Robert Shireman, former DoE regulator under the Obama administration, obtained details of the Kaplan agreement through a FOIA request. In 2017, he published an article on the Kaplan-Purdue deal in the Chronicle of Higher Education:
Going forward, Kaplan’s role with Purdue will be akin to that of an online program management company, or OPM, but on steroids.
The list of responsibilities on the Kaplan side of this partnership is unusually long, including editorial services, marketing and advertising; front-end student advising; admissions support services; international student recruitment; test preparation; technology support; business office; financial aid and student finance; human resources; facilities and property management; finance and accounting; and general administrative functions.

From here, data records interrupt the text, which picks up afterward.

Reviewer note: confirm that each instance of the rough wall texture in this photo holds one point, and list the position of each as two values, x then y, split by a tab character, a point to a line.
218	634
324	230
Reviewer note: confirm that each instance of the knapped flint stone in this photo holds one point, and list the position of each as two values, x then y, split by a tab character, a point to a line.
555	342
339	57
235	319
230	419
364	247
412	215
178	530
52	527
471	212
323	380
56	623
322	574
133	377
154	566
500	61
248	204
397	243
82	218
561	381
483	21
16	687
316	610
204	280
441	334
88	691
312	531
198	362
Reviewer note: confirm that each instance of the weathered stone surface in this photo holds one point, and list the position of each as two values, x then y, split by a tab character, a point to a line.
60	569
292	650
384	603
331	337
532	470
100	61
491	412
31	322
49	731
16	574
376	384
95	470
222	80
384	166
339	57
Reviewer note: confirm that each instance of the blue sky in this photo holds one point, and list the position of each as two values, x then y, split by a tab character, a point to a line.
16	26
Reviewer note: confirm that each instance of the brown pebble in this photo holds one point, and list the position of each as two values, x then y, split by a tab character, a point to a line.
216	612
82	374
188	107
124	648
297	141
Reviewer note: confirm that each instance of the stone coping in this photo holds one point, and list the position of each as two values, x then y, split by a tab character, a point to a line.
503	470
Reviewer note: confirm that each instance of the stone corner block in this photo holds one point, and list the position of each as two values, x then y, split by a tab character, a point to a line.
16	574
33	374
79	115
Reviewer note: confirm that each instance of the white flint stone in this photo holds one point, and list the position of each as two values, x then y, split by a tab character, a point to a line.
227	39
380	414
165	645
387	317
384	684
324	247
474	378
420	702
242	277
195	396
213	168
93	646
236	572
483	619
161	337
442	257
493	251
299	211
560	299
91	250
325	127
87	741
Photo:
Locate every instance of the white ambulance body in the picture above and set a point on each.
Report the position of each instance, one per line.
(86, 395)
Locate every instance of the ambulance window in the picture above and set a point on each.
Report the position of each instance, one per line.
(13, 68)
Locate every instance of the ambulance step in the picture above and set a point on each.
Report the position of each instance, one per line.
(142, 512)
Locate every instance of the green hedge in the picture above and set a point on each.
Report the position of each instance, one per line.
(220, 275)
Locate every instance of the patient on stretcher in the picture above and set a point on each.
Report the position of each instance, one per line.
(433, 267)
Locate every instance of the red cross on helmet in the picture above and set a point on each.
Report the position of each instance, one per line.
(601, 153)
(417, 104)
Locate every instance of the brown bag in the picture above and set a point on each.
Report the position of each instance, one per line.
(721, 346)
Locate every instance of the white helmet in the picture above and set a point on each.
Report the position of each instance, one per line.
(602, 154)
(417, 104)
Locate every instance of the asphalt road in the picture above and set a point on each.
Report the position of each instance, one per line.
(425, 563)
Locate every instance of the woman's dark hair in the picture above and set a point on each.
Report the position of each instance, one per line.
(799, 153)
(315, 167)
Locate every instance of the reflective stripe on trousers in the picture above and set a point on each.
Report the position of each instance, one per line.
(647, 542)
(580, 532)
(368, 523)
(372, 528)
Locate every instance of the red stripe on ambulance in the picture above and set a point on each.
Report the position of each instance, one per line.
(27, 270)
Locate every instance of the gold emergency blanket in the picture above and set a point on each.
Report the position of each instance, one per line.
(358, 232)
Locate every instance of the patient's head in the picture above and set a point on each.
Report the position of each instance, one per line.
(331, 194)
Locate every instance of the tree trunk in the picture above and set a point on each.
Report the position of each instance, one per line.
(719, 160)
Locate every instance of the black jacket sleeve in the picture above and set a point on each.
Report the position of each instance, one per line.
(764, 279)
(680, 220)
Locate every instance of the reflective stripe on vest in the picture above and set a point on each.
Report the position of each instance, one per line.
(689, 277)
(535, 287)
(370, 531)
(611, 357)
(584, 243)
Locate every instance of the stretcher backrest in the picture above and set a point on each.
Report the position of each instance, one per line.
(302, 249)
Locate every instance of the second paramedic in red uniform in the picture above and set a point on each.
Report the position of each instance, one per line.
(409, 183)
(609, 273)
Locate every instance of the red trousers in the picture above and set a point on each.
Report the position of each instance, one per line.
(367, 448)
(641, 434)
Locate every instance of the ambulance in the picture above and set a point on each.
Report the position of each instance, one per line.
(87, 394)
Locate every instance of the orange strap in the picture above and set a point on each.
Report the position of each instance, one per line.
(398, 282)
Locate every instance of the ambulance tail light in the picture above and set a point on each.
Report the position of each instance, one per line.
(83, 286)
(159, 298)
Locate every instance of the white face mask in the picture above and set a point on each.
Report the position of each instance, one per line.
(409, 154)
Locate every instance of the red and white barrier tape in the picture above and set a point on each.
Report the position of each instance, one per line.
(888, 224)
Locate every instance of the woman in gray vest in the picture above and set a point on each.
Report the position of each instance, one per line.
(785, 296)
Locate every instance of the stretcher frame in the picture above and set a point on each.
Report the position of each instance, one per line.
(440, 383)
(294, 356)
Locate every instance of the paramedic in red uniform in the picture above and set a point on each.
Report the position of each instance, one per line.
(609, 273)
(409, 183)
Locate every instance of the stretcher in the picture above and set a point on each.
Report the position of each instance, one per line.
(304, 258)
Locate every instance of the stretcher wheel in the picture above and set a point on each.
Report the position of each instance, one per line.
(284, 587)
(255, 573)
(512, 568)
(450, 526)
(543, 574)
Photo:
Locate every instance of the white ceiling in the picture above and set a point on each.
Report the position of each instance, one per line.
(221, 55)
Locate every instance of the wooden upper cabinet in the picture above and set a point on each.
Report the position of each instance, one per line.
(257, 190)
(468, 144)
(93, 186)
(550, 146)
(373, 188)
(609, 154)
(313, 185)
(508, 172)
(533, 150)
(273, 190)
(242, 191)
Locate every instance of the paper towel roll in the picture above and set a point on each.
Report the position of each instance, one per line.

Former for-profit efforts in the marketing, counseling, and advertising at these universities were precisely what drew the criticism of regulators. The fraud generally committed by for-profits involved misleading students about what the institution could offer them, misleading them about the success of their graduates, and about their ability to pay off student loan debt. And, as Corbett observed, employees at all levels were tasked with recruiting new students at any cost. It was these practices that, some say, brought about such high rates of student loan default among for-profit borrowers.
As Shireman paraphrased for the Denver Post, “Most of the recent conversions of for-profits to nonprofits have been wolves in sheep’s clothing.”